How far have you gotten with the problem on your own?

hgmjr

#### holybrings

Joined Apr 4, 2007
64
because of the cos, i totally dont know how to start. The 4 ohm current i find is 1.5i

#### hgmjr

Joined Jan 28, 2005
9,027
Can you show me the equation that you used to arrive at that current?

hgmjr

#### hgmjr

Joined Jan 28, 2005
9,027
Here is a hint.

Based on your earlier answer attempt, I believe you have already recognized that the voltage across the 6 ohm resistor is 6i volts.

Now notice that the dependent voltage source is also 6i volts and it has the same polarity as the voltage across the 6 ohm resistor. It should then be apparent that the voltage at both ends of the 4 ohm resistor in the 6 ohm case are identical. That means that the current flowing in the 4 ohm resistor is always 0 amps.

With this information you should be able to make a determination about the current and the resistance being seen by the independent current source at least for the 6 ohm case.

Knowledge is a lot like a nuclear reaction. It requires a critical mass to produce a self sustaining explosion. You are in the early stages of learning during which you are gaining the foundational knowledge you need to get you to critical mass. These execises may seem to be a drudge but they are a necessary building block to get you to that self-sustaining level. If you can come up with a way to derive some enjoyment out of tackling each problem and getting to the answer, you will reach that critical mass level much earlier in your career.

Good Luck,
hgmjr

#### holybrings

Joined Apr 4, 2007
64
i use I=V/R, I=6i/4=1.5i

#### hgmjr

Joined Jan 28, 2005
9,027
i use I=V/R, I=6i/4=1.5i
The problem with this equation is that it does not account for the existence of the dependent voltage source with its value of 6i volts.

You will see from my most recent reply how that 6i volt dependent voltage source effects the current in the 4 ohm resistor.

hgmjr

#### holybrings

Joined Apr 4, 2007
64
hgmjr said:
Now notice that the dependent voltage source is also 6i volts and it has the same polarity as the voltage across the 6 ohm resistor. It should then be apparent that the voltage at both ends of the 4 ohm resistor in the 6 ohm case are identical. That means that the current flowing in the 4 ohm resistor is always 0 amps.
(i dont understand this sentences)^^

#### hgmjr

Joined Jan 28, 2005
9,027
Let me see if I can state it more clearly.

hgmjr said:
notice that the dependent voltage source is also 6i volts
You can see that there is a dependent voltage source located at the far left and labeled with the value 6i volts. This is the voltage source I referred to in the statement above.

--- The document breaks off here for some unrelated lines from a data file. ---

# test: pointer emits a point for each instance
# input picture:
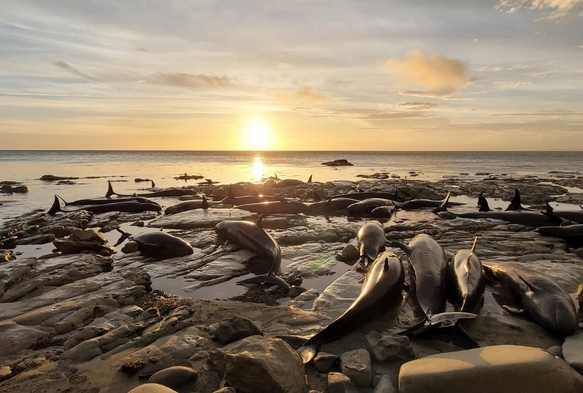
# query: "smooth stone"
(261, 364)
(323, 361)
(340, 383)
(236, 328)
(500, 369)
(175, 376)
(385, 385)
(573, 351)
(357, 366)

Also, you have correctly determined that in the 6 ohm case, the voltage dropped across the 6 ohm resistor can be written as 6 times i or 6i volts.

So far, so good.

That means that voltage applied to the 4 ohm resistor from the dependent power source is equal to the voltage being applied by the 6 ohm resistor with "i" current flowing through it in a direction that would make the 6 ohm resistor's top terminal positive and its bottom terminal negative. That means that the voltage applied to the 4 ohm resistor at the node where it connects to the 6 ohm resistor is at the same voltage as the node where the 4 ohm resistor connects to the dependent voltage source.

If you apply Ohm's Law to the 4 ohm resistor you will see that the result is a current of 0 amps. That means for all practical purposes the 4 ohm resistor as well as the dependent voltage source can be removed from consideration in determining the value of "i" and resistance seen by the driving current source in the case in which the resistor across the driving current source is 6 ohms.

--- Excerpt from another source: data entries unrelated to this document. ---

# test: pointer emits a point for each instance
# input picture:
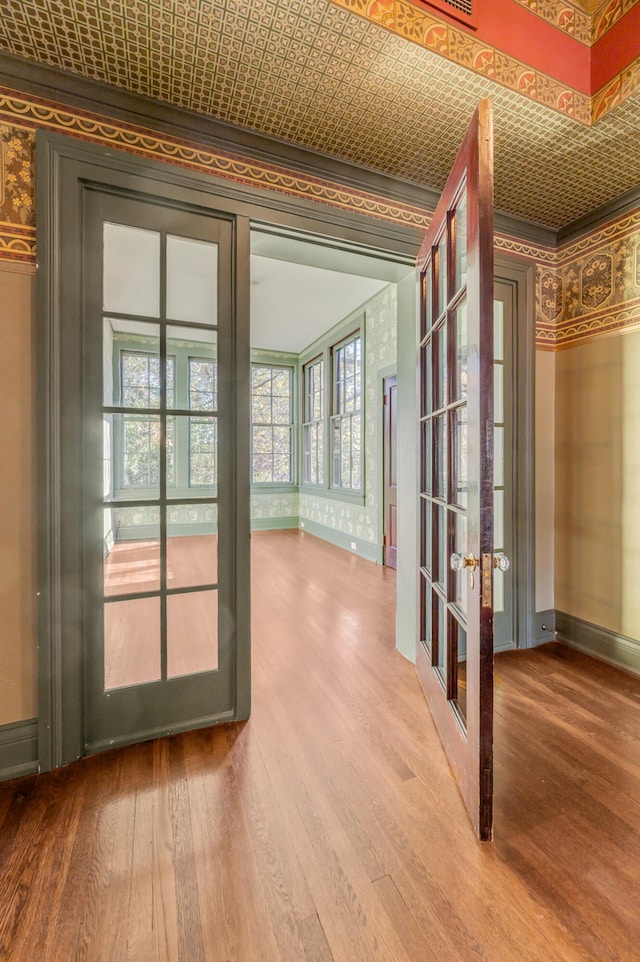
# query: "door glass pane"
(441, 456)
(202, 373)
(425, 521)
(441, 261)
(462, 576)
(498, 520)
(131, 364)
(192, 545)
(440, 372)
(192, 633)
(192, 280)
(439, 636)
(203, 452)
(460, 387)
(498, 330)
(425, 306)
(425, 613)
(131, 550)
(426, 467)
(131, 642)
(131, 270)
(498, 456)
(441, 561)
(498, 392)
(459, 493)
(426, 383)
(460, 640)
(461, 241)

This above explanation is only true of the 6 ohm case. The 1 ohm case is a different circuit and so the results will be entirely different.

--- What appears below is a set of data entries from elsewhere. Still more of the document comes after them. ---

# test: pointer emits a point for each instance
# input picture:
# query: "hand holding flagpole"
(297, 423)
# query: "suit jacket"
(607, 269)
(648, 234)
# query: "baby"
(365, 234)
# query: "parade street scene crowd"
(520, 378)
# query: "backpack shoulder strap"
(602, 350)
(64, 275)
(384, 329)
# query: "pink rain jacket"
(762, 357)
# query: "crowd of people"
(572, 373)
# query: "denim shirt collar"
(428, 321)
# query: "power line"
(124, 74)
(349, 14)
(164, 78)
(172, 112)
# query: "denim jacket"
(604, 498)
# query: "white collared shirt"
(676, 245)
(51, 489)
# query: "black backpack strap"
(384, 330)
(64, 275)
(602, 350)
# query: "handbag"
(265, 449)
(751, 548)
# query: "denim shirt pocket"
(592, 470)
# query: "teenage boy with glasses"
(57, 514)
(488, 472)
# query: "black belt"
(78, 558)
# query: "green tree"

By the way, it may be easier for you to work on this problem if you temporarily replace the value of the driving current source 2*cos(2t) with say the label "I" and then once you have performed all of your calculations you can come back later and plug in the actual value to arrive at the final answer.
Hopefully, I did a better job of explaining? If not, let me know where I have lost you and I will take another run at it.

hgmjr

#### holybrings

Joined Apr 4, 2007
64
Thanks. Understand.^^

#### hgmjr

Joined Jan 28, 2005
9,027
Are you ready to tackle the case where the resistor is 1 ohm rather than 6 ohms?

hgmjr